Small business banking is a topic that sometimes gets short shrift. With interest rates only just beginning to rise and business services at big banks closely resembling one another, small business media coverage tends to focus on more interesting topics such as technology, operations and company culture.
Because the banking news is static, it's easy to forget how critical banks really are in the day-to-day of a small business. However, trying to differentiate competing banks is a difficult task. National banks tend to match one another too closely in the pricing and structure of their small business products, while local banks vary too widely based on local conditions. Still, there are a number of basic qualities that make a bank the ideal choice for a small business:
The easiest way to determine which local banks are active supporters of small businesses is to speak with their bankers in person. Brick-and-mortar banks have a significant advantage over online banks or lenders in this respect. If you're interested in banks that participate in government-backed financing, the Small Business Administration also provides information on the most active SBA 7(a) lenders through its online resources. One example of a highly active small business lender is Wells Fargo, which has $459 million in outstanding SBA loans as of January 2017.

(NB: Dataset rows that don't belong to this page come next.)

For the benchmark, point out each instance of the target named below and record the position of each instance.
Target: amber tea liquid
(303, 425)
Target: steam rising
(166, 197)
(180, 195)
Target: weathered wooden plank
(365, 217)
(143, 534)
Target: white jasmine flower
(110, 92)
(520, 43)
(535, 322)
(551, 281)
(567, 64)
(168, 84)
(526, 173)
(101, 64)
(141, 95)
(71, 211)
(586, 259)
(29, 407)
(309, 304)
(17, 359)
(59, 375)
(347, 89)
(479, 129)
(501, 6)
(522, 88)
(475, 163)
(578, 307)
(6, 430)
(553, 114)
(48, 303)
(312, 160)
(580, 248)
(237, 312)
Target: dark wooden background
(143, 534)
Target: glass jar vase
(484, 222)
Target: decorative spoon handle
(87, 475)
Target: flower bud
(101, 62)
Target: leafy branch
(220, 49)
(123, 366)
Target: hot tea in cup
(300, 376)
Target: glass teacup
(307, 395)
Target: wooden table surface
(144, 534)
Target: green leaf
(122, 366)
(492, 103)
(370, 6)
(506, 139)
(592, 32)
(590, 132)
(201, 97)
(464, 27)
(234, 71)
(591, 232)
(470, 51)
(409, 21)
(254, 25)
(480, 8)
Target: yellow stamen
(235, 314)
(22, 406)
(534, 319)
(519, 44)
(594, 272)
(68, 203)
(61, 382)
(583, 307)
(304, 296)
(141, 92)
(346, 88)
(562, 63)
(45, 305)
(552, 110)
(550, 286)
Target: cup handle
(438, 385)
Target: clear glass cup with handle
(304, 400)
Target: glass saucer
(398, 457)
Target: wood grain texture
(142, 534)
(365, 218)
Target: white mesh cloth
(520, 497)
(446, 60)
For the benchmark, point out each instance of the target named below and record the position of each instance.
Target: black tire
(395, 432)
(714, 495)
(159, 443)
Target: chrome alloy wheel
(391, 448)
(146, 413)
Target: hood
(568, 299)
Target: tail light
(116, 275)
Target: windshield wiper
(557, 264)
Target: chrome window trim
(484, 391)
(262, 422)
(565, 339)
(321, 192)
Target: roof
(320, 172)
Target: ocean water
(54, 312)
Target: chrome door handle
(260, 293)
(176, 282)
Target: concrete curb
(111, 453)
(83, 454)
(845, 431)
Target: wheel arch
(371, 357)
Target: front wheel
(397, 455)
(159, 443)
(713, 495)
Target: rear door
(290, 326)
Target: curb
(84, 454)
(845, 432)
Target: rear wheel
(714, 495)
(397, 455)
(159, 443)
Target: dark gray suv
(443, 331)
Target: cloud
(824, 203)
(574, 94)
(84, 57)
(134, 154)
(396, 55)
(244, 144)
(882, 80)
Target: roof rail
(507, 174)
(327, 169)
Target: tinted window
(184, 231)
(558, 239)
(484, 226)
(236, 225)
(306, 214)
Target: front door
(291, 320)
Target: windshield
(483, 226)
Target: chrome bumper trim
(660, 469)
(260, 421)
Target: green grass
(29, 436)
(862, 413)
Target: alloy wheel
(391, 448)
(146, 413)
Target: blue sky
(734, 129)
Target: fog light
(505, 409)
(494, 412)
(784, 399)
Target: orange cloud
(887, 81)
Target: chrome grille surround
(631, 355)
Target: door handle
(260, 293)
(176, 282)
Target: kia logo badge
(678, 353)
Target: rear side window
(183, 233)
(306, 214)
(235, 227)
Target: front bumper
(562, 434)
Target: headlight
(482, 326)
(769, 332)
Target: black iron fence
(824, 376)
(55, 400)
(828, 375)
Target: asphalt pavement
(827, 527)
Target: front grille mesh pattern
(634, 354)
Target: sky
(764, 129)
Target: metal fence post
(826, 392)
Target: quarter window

However, smaller banks tend to offer better service than national banks like Wells Fargo because they're able to concentrate more of their attention and resources in their immediate neighborhoods. Though they may not have as much capital available, you'll find that local banks tend to be more flexible and accommodating towards your business's specific circumstances. While online lending has made great strides in recent years, your best chances of getting a competitive loan rate are still with your local banks.
Active Small Business Lending
Banks are the main source of funding for many entrepreneurs, providing loans and credit products suited to many different needs. A bank that is serious about pursuing relationships with small businesses will offer financing options for every stage of a small business's development.